I then edited Index.razor adding the following code in the headers, html and code sections.

@using System.IO
@using Blazor.FileReader
@inject IFileReaderService FileReaderService

...

  <input type="file" id="file-chooser" @ref="FileChooserReference" />
  <button class="btn btn-primary" @onclick="OnUploadClickAsync">
    Upload to S3</button>

...

  private ElementReference FileChooserReference;

  public async Task OnUploadClickAsync()
  {
    var userId = await FacebookCredentials.GetUserIdAsync();

    var files = await FileReaderService.CreateReference(FileChooserReference)
      .EnumerateFilesAsync();
    foreach (var file in files)
    {
      var fileInfo = await file.ReadFileInfoAsync();

      using (var fileStream = await file.OpenReadAsync())
      {
        await S3Client.PutObjectAsync(new PutObjectRequest()
        {
          BucketName = bucketName,
          Key = $"facebook-{userId}/{fileInfo.Name}",
          CannedACL = S3CannedACL.PublicRead,
          ContentType = fileInfo.Type,
          InputStream = fileStream
        });
      }

      await UpdateObjectListAsync();
    }
  }

Update:
The sample code above used to read the FileStream into a MemorySteam and pass the MemorySteam to the PutObjectAsync call.
This was necessary because Tewr.Blazor.FileReader’s streams are async-only and the AWS SDK for .NET didn’t support that. This is now addressed in version 3.3.105.0 of AWSSDK.Core, so I removed the unnecessary code.

The devil is in CORS

Before doing anything more complex, it is worth knowing that not all calls to AWS services are allowed from within a browser. For example, if I had called S3’s ListBuckets, I would have received the following error:

Access to fetch at 'https://s3.us-west-2.amazonaws.com/' from origin
'https://localhost:44335' has been blocked by CORS policy: Response to
preflight request doesn't pass access control check: No
'Access-Control-Allow-Origin' header is present on the requested
resource. If an opaque response serves your needs, set the request's
mode to 'no-cors' to fetch the resource with CORS disabled.

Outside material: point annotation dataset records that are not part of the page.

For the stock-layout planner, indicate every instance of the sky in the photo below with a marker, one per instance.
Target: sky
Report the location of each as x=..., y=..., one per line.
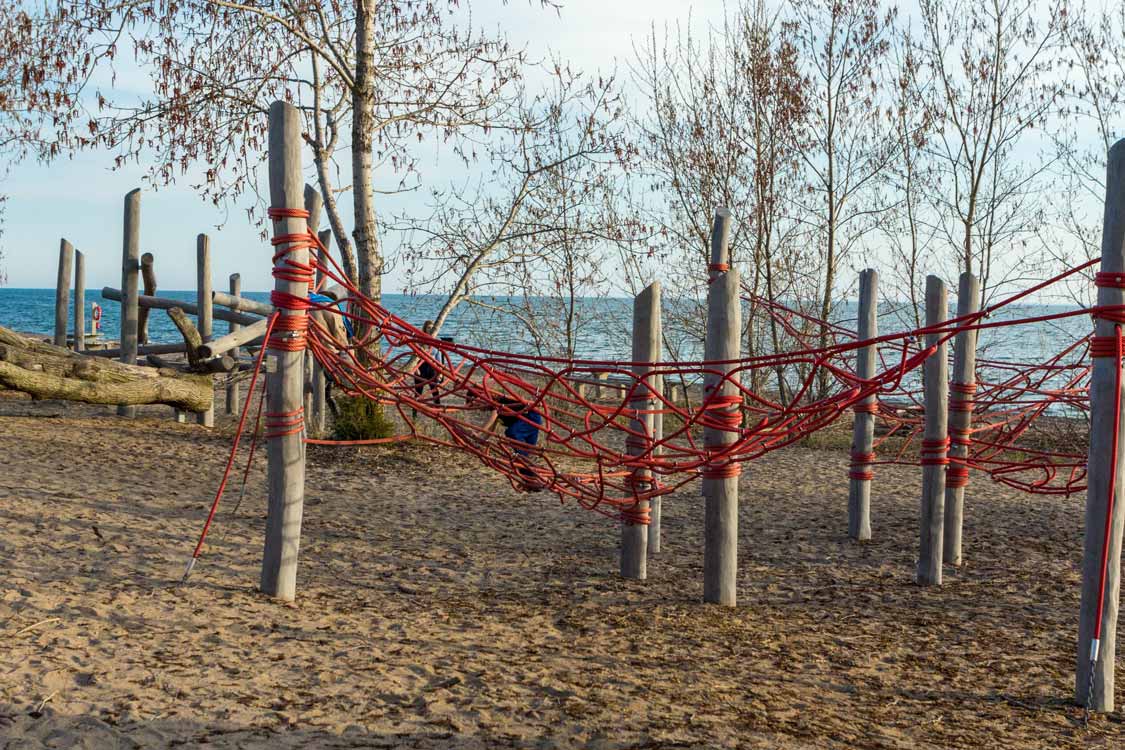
x=81, y=198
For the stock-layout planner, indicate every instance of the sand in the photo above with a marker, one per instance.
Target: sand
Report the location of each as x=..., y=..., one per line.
x=439, y=608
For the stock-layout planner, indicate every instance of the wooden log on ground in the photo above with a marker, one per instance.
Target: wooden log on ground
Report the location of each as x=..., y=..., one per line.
x=191, y=339
x=721, y=398
x=231, y=342
x=935, y=439
x=62, y=291
x=863, y=427
x=79, y=300
x=1097, y=651
x=190, y=308
x=233, y=387
x=204, y=303
x=149, y=279
x=646, y=349
x=241, y=304
x=45, y=371
x=285, y=382
x=961, y=418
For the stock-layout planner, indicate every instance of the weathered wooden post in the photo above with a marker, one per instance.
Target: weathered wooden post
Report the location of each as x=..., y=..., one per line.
x=285, y=383
x=656, y=505
x=131, y=255
x=646, y=350
x=233, y=401
x=62, y=291
x=149, y=280
x=722, y=405
x=961, y=417
x=79, y=300
x=320, y=382
x=205, y=318
x=1101, y=549
x=935, y=440
x=863, y=427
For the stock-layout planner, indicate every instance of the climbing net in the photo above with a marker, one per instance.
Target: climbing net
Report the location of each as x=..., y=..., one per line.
x=604, y=454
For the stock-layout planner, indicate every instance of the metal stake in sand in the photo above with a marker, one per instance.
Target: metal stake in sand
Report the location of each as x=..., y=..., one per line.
x=320, y=383
x=285, y=439
x=62, y=291
x=935, y=439
x=232, y=381
x=1101, y=549
x=79, y=300
x=961, y=417
x=131, y=255
x=722, y=405
x=205, y=319
x=863, y=427
x=646, y=350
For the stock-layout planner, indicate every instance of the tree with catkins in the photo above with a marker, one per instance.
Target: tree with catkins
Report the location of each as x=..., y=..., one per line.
x=845, y=143
x=719, y=127
x=993, y=68
x=532, y=231
x=370, y=78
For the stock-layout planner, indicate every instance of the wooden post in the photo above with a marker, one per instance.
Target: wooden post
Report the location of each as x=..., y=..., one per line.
x=131, y=255
x=935, y=439
x=1105, y=468
x=863, y=427
x=656, y=505
x=233, y=399
x=149, y=280
x=285, y=383
x=205, y=321
x=961, y=417
x=79, y=300
x=320, y=383
x=62, y=291
x=646, y=349
x=720, y=399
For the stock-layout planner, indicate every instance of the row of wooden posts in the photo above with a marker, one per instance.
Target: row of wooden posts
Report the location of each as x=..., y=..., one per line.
x=244, y=317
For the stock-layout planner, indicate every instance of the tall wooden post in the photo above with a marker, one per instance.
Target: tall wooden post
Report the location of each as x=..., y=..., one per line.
x=131, y=255
x=863, y=427
x=233, y=400
x=62, y=291
x=646, y=350
x=722, y=405
x=1105, y=468
x=961, y=417
x=79, y=300
x=205, y=319
x=320, y=382
x=285, y=383
x=149, y=280
x=313, y=204
x=655, y=505
x=935, y=439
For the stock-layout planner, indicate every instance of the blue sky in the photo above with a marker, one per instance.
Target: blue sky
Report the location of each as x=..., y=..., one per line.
x=81, y=198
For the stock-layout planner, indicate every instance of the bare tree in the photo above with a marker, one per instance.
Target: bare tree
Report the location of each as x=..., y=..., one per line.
x=992, y=66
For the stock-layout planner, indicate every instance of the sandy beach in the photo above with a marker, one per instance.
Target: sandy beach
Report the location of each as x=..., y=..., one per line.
x=439, y=608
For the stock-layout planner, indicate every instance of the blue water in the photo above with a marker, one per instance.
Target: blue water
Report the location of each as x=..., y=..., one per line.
x=602, y=328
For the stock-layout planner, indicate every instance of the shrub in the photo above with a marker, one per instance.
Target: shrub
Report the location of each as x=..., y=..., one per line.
x=361, y=418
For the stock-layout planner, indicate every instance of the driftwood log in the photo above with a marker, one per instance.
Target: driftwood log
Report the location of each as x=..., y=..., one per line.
x=46, y=371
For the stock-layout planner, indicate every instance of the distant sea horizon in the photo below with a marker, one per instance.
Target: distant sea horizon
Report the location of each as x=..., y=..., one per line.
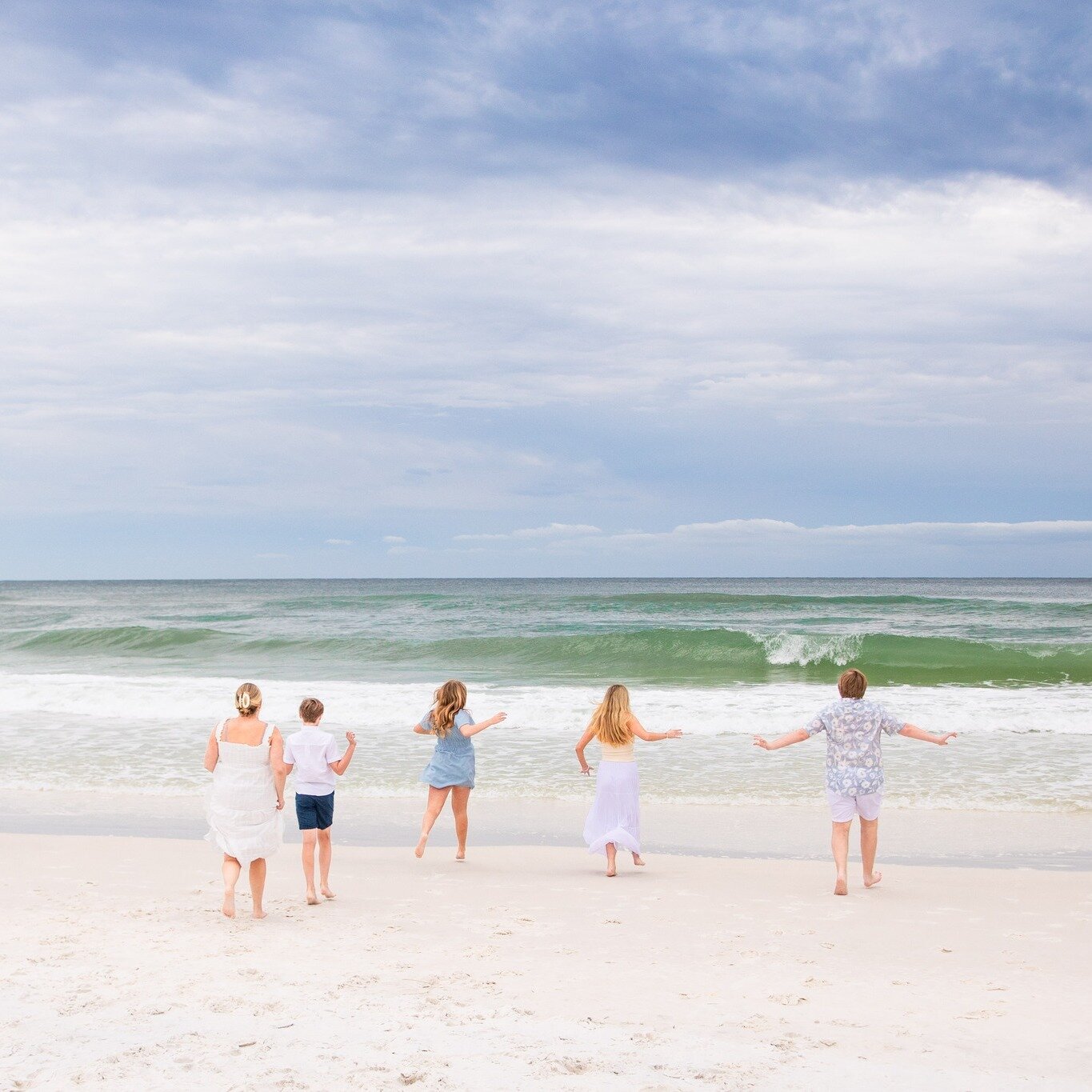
x=120, y=681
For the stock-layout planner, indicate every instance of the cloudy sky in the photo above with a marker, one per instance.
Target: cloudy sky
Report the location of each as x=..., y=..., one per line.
x=410, y=289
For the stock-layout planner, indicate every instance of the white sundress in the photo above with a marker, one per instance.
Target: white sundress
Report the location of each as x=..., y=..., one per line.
x=244, y=819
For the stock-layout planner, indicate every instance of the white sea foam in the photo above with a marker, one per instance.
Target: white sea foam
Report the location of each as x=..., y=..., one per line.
x=802, y=650
x=766, y=708
x=1021, y=748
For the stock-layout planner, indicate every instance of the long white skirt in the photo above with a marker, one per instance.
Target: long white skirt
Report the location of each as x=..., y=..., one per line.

My call was blocked by the CORS policy of S3. CORS is nicely explained here. If you followed along the JavaScript project setup, when we did the S3 configuration, we specified a CORSConfiguration for the bucket that allows the ListObject and PutObject operations to succeed (but not ListBuckets, because it is not a bucket-level operation).

A workaround for this would be to move the unsupported calls to an AWS Lambda function and call the function from our Blazor application.

What now

For the reader, the next step is to go write some cool application using Blazor and AWS!

For me, to start thinking about which code changes to the AWS SDK for .NET would allow most of the steps in this post to be skipped and the whole configuration to happen magically.